The exhibition also narrates the destruction caused by the war between Israel and Hamas in the Gaza Strip. Upon entering the main room of the exhibition, visitors are immediately immersed in the harsh reality of Gazans. The room is filled with rubble, the droning sounds of Israeli surveillance drones, and the wailing of ambulance sirens carrying wounded individuals.

The names of the 115 artists who contributed to the exhibition are engraved at the entrance. Some of these artists lost their lives during the war.

Mohamed al Huwajia, an artist from Rafah, a city at the southern end of the Gaza Strip, told AFP, The exhibition is a reminder of the solidarity between the West Bank and Gaza.

He confidently stated, Claims that we still exist.

In the exhibition, a series of paintings by Tayseer Barakat, a Gaza-born artist who has been residing in the West Bank since 1984, communicate his thoughts and reflections on the war.

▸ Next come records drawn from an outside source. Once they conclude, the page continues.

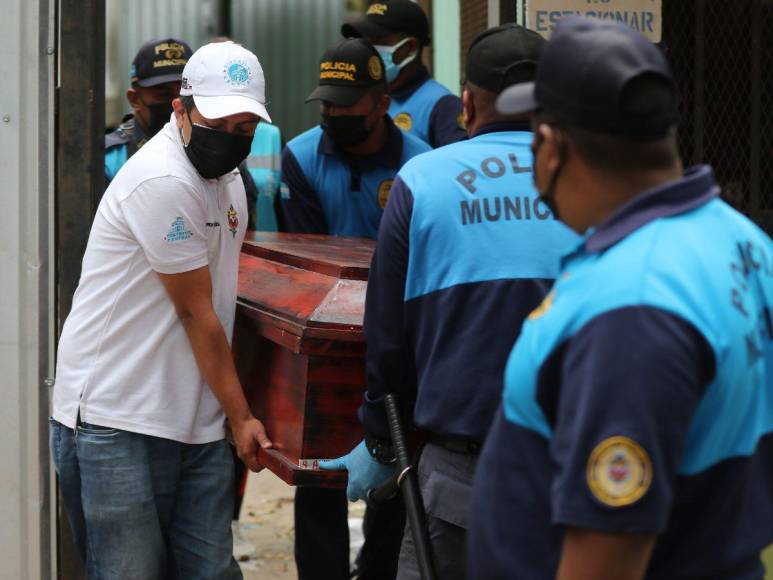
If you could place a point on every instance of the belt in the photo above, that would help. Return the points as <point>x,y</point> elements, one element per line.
<point>456,444</point>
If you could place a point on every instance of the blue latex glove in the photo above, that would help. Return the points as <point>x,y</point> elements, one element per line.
<point>364,471</point>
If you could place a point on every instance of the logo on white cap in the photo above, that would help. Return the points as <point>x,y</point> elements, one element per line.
<point>237,73</point>
<point>224,79</point>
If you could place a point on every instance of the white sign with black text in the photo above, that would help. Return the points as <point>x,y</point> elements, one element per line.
<point>646,16</point>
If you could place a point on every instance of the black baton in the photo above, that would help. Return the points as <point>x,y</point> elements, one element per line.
<point>409,485</point>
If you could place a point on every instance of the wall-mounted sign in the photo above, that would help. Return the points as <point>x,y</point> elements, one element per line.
<point>645,16</point>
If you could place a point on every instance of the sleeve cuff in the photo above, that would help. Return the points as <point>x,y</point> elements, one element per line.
<point>180,266</point>
<point>372,415</point>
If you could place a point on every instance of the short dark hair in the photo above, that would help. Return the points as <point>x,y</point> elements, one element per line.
<point>188,102</point>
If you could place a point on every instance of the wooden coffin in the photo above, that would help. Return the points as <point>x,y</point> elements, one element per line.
<point>299,347</point>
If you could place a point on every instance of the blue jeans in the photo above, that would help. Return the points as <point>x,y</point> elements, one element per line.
<point>146,508</point>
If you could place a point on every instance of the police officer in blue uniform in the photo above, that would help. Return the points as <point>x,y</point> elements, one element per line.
<point>420,106</point>
<point>635,437</point>
<point>465,252</point>
<point>156,74</point>
<point>336,179</point>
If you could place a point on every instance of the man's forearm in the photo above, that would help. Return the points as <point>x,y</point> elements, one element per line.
<point>213,355</point>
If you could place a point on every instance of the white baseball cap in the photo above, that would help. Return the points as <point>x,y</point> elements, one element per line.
<point>224,79</point>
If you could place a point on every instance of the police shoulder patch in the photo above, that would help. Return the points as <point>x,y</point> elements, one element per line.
<point>383,192</point>
<point>544,306</point>
<point>619,471</point>
<point>404,121</point>
<point>374,68</point>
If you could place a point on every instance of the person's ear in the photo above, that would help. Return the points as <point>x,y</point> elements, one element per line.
<point>406,50</point>
<point>383,106</point>
<point>553,147</point>
<point>468,108</point>
<point>133,96</point>
<point>179,112</point>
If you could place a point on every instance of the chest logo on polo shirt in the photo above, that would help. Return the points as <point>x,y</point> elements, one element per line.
<point>178,232</point>
<point>404,121</point>
<point>383,192</point>
<point>233,220</point>
<point>619,471</point>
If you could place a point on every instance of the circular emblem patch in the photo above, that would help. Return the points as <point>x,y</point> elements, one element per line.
<point>237,73</point>
<point>619,471</point>
<point>404,121</point>
<point>383,192</point>
<point>374,68</point>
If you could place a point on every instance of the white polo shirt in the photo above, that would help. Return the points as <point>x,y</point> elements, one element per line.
<point>124,358</point>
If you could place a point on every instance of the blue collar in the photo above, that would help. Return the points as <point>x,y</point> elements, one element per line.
<point>390,155</point>
<point>502,126</point>
<point>697,187</point>
<point>412,85</point>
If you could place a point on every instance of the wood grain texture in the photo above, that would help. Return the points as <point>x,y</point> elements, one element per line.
<point>299,347</point>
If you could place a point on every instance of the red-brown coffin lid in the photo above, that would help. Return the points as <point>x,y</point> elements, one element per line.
<point>311,286</point>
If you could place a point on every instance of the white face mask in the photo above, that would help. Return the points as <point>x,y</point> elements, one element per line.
<point>391,70</point>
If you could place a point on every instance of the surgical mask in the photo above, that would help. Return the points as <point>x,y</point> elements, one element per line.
<point>215,153</point>
<point>548,197</point>
<point>391,70</point>
<point>159,116</point>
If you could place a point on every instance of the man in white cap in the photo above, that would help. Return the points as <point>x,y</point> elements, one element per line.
<point>145,379</point>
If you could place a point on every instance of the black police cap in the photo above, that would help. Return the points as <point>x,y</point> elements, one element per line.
<point>347,71</point>
<point>589,76</point>
<point>160,61</point>
<point>390,17</point>
<point>503,56</point>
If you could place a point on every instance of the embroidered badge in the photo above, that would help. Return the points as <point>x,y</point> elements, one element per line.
<point>374,68</point>
<point>236,73</point>
<point>383,192</point>
<point>404,121</point>
<point>178,233</point>
<point>619,471</point>
<point>542,309</point>
<point>379,8</point>
<point>233,220</point>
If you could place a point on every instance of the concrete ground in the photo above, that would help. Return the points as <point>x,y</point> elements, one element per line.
<point>263,539</point>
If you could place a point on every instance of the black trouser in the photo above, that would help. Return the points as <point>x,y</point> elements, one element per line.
<point>322,536</point>
<point>239,470</point>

One of his paintings reads, How to lose more than 7 thousand children? Raining bombs on each other and then preventing them from being pulled out of the rubble.

Another painting reads, How to lose a population of 2.5 million people? Cutting off communications, electricity, water, and life.

The series, as described by the painter to AFP, is a message and an expression towards what I saw and heard that our people in Gaza are experiencing in this senseless war.